Another bit from the late Daniel Seligman’s Keeping Up column inFortune:

April 13, 1987
Sell or Die

An unusually compelling statistic suddenly leaped out of the TV set the other night, lodged in the present writer’s cortex, and insistently demanded to be memorialized in Keeping Up. "By the age of 18," the man on the tube was saying, "the average kid has seen businessmen on television attempt over 10,000 murders."

The man was actor Eli Wallach, and his memorable line had been supplied by Manifold Productions, creators of Hollywood’s Favorite Heavy: Businessmen on Prime Time TV ,a documentary that was underwritten by Mobil and other anti-anti-business institutions and is now being aired on public television. The program includes quite a few film clips from prime-time drama, so you get to see lots of managers and entrepreneurs tossing off lines like "Make him disappear," "I want this guy to have an accident," and "I’m making a final offer: Sell or die," all of which seem reasonably representative of the badinage a fellow keeps coming across while flipping over to the baseball game. Still, 10,000 attempted murders is a lot of attempted murders, even for your average highly motivated profit maximizer. Could that number possibly stand up?
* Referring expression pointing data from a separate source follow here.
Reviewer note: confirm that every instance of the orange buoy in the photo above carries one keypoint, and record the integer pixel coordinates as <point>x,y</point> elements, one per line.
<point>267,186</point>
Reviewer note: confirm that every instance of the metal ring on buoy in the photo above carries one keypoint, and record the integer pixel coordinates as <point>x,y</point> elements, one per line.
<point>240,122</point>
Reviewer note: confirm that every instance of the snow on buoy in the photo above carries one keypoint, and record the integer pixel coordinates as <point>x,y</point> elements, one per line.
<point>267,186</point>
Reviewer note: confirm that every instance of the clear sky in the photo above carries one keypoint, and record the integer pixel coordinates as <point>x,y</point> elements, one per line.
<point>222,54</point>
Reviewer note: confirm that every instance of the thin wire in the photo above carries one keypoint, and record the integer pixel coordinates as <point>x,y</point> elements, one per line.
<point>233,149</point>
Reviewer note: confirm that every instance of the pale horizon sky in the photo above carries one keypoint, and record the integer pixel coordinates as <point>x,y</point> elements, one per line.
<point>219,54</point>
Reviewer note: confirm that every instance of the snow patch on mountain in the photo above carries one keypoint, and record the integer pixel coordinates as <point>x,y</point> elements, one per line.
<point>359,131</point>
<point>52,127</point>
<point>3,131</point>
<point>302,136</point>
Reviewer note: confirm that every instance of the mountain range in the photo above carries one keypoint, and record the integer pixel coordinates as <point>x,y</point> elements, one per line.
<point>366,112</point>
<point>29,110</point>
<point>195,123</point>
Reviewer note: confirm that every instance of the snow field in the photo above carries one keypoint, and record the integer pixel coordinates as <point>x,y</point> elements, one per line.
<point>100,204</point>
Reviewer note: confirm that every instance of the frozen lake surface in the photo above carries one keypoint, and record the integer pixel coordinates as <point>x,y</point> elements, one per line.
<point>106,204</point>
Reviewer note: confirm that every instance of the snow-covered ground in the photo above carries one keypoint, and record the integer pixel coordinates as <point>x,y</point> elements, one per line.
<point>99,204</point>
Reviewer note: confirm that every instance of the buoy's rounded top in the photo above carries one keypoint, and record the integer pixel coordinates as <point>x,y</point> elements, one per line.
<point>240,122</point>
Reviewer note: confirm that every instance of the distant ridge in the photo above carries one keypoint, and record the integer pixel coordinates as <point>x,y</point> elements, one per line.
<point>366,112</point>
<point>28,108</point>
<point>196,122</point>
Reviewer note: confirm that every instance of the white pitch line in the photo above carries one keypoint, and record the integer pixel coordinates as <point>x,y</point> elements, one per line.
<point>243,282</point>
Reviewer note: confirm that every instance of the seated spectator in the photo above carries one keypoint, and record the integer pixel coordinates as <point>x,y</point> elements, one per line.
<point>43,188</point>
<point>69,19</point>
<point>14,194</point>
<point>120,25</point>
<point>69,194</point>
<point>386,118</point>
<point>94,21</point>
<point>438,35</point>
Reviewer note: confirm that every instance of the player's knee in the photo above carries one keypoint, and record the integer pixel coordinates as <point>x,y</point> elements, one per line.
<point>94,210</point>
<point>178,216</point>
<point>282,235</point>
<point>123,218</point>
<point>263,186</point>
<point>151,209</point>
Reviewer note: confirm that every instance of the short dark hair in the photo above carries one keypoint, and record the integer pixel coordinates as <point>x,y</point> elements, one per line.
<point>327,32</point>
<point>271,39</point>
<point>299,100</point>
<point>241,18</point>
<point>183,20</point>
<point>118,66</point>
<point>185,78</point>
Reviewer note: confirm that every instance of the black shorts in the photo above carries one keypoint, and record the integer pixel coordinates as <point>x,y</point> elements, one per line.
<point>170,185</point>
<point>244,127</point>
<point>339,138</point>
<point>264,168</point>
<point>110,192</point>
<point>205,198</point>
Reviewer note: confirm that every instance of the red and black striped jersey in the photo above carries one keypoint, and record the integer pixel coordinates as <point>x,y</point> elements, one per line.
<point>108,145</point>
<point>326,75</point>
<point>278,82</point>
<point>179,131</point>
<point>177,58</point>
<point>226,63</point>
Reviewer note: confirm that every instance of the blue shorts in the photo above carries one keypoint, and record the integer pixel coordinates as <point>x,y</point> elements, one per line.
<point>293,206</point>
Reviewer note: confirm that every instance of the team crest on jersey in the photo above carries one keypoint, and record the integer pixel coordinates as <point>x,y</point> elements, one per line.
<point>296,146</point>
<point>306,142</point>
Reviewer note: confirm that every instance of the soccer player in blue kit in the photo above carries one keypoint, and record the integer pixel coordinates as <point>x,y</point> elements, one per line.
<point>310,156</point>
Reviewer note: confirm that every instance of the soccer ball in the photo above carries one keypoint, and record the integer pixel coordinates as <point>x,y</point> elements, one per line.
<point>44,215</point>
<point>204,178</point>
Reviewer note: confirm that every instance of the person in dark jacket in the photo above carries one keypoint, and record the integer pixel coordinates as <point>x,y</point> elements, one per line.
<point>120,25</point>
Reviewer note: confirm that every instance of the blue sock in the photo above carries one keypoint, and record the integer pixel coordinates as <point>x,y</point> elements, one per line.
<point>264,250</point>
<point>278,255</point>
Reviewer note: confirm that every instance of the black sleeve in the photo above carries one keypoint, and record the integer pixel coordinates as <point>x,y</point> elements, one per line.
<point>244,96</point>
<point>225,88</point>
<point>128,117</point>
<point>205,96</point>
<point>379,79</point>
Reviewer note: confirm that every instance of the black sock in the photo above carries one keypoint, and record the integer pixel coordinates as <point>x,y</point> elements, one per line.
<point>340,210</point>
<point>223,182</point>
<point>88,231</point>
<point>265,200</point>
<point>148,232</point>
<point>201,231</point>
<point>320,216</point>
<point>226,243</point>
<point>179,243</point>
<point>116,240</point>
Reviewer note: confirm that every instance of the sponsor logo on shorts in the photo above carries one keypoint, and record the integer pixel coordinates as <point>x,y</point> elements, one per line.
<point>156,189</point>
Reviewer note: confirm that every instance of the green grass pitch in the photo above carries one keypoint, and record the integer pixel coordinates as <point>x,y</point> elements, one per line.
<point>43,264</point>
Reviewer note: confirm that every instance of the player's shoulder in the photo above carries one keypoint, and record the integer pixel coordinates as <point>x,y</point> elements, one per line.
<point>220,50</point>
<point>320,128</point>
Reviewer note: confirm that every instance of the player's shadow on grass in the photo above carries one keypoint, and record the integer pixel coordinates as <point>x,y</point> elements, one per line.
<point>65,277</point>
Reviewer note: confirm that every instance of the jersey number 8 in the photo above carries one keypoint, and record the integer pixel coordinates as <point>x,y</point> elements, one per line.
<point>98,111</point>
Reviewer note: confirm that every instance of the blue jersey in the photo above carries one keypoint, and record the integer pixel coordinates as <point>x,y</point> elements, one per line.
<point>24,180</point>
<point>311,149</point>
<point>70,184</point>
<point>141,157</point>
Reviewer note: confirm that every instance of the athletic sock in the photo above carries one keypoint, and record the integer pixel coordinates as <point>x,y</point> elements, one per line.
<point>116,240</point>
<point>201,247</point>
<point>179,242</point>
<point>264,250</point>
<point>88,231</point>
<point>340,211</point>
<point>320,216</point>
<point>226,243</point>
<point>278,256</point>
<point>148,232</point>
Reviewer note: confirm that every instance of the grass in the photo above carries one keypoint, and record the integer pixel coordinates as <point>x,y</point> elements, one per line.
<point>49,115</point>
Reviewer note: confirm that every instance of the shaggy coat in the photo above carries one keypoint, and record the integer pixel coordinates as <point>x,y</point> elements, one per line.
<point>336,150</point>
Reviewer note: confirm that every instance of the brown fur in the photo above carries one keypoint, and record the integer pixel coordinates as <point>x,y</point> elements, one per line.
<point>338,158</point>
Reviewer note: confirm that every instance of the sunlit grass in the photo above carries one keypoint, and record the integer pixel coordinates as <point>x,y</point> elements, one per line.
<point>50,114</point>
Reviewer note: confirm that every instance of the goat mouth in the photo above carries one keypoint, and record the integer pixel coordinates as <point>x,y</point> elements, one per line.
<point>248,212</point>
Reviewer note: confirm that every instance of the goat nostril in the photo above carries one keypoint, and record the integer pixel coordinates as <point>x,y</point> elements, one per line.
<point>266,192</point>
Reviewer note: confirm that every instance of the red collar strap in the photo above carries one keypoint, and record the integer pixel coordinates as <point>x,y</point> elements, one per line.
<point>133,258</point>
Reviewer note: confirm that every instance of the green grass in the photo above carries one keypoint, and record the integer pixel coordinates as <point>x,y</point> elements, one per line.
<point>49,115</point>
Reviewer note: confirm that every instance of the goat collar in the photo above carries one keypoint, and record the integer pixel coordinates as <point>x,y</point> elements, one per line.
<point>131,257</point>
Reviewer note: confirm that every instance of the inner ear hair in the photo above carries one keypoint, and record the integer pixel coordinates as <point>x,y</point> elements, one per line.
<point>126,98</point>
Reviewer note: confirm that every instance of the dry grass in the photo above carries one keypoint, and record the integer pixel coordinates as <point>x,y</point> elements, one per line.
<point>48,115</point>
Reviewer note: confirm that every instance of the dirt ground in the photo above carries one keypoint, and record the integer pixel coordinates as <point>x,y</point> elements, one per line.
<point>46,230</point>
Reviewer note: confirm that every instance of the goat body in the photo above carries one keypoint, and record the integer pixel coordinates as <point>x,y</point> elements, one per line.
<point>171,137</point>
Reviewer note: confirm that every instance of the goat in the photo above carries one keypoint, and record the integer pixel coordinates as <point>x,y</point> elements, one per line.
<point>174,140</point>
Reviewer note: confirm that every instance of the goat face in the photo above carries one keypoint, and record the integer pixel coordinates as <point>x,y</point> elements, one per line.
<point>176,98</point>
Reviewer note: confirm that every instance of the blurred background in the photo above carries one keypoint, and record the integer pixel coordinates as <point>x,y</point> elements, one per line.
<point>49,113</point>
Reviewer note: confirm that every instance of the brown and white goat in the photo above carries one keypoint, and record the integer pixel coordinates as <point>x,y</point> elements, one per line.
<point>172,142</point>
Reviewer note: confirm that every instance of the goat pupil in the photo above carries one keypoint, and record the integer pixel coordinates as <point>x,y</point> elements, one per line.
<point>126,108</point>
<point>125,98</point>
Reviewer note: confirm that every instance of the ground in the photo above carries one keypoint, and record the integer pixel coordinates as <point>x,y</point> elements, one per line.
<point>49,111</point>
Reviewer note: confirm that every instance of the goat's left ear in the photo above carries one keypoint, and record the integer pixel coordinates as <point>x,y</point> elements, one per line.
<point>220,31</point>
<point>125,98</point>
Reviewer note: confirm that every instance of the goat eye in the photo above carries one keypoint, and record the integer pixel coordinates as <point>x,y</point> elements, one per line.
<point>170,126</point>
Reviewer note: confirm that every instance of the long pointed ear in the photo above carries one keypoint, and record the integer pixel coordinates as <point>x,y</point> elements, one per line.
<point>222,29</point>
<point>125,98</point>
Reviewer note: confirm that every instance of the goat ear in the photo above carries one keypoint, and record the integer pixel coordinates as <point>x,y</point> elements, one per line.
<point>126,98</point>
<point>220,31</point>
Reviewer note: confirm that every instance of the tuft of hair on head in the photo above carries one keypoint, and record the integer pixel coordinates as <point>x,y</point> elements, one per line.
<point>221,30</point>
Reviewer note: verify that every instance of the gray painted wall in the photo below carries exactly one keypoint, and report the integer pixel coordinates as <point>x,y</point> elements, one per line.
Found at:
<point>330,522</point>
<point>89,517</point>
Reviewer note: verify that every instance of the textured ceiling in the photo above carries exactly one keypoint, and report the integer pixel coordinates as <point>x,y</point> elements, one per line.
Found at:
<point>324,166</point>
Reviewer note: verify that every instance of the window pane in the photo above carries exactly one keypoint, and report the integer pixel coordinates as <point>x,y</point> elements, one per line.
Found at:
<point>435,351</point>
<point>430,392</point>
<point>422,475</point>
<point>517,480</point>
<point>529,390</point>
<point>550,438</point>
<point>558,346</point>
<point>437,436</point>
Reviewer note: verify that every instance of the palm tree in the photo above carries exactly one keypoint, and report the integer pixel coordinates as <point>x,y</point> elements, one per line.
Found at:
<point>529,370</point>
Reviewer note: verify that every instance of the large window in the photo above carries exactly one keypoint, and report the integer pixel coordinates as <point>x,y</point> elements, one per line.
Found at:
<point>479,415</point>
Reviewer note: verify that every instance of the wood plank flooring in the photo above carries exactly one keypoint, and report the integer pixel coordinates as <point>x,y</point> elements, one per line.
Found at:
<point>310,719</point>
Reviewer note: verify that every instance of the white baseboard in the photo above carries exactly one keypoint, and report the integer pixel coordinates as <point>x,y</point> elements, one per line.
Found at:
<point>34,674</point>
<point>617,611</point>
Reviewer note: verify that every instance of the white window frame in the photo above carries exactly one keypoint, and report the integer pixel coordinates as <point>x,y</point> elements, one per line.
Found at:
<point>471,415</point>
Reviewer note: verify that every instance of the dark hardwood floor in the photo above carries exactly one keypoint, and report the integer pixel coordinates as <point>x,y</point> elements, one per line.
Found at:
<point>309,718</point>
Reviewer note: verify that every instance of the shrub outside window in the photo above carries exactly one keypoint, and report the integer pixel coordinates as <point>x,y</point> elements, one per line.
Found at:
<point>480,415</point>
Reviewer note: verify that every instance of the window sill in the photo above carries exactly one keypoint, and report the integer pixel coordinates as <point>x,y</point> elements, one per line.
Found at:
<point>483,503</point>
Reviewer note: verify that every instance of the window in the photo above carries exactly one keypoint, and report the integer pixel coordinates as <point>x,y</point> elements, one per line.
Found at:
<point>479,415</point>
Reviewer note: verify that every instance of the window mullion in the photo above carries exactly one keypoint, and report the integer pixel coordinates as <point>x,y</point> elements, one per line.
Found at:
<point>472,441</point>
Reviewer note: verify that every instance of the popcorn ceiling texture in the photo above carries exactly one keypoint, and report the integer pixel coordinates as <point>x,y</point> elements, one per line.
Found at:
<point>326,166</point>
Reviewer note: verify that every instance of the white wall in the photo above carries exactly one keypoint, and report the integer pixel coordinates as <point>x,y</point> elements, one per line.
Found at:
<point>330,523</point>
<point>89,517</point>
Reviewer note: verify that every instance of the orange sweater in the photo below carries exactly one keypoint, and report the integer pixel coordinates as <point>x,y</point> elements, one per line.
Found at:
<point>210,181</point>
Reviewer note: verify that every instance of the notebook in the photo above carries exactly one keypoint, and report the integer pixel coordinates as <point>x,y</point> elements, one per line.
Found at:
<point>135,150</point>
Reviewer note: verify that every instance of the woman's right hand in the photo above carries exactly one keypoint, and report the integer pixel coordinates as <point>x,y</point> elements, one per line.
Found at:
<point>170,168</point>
Having now looked at some of Manifold’s sources, we rate it unproved and yet awesomely plausible and maybe even conservative. One source was a study called Prime Time Crime, published by the Media Institute in 1983. It was prepared by Linda and S. Robert Lichter — both are scholars at George Washington University — and based on a sizable sample of television dramas. The study persuasively develops the following propositions:

First, crime is a far greater theme on TV than in the real world: The 263 programs reviewed by the Lichters showed 250 criminals committing 417 crimes. Second, murder is heavily overrepresented in TV crime: Homicides accounted for almost 25% of the crimes in the Lichters' sample (vs. less than 1% in FBI crime reports). Third, business is wildly overrepresented among TV criminals: It was responsible for 26% of all the murders, for example. Also upping the unreality quotient was another finding of the study: that characters who are young, poor, unemployed, or nonwhite hardly ever commit violent crimes on the tube. For those seeking reality in prime time, we continue to recommend the ball game.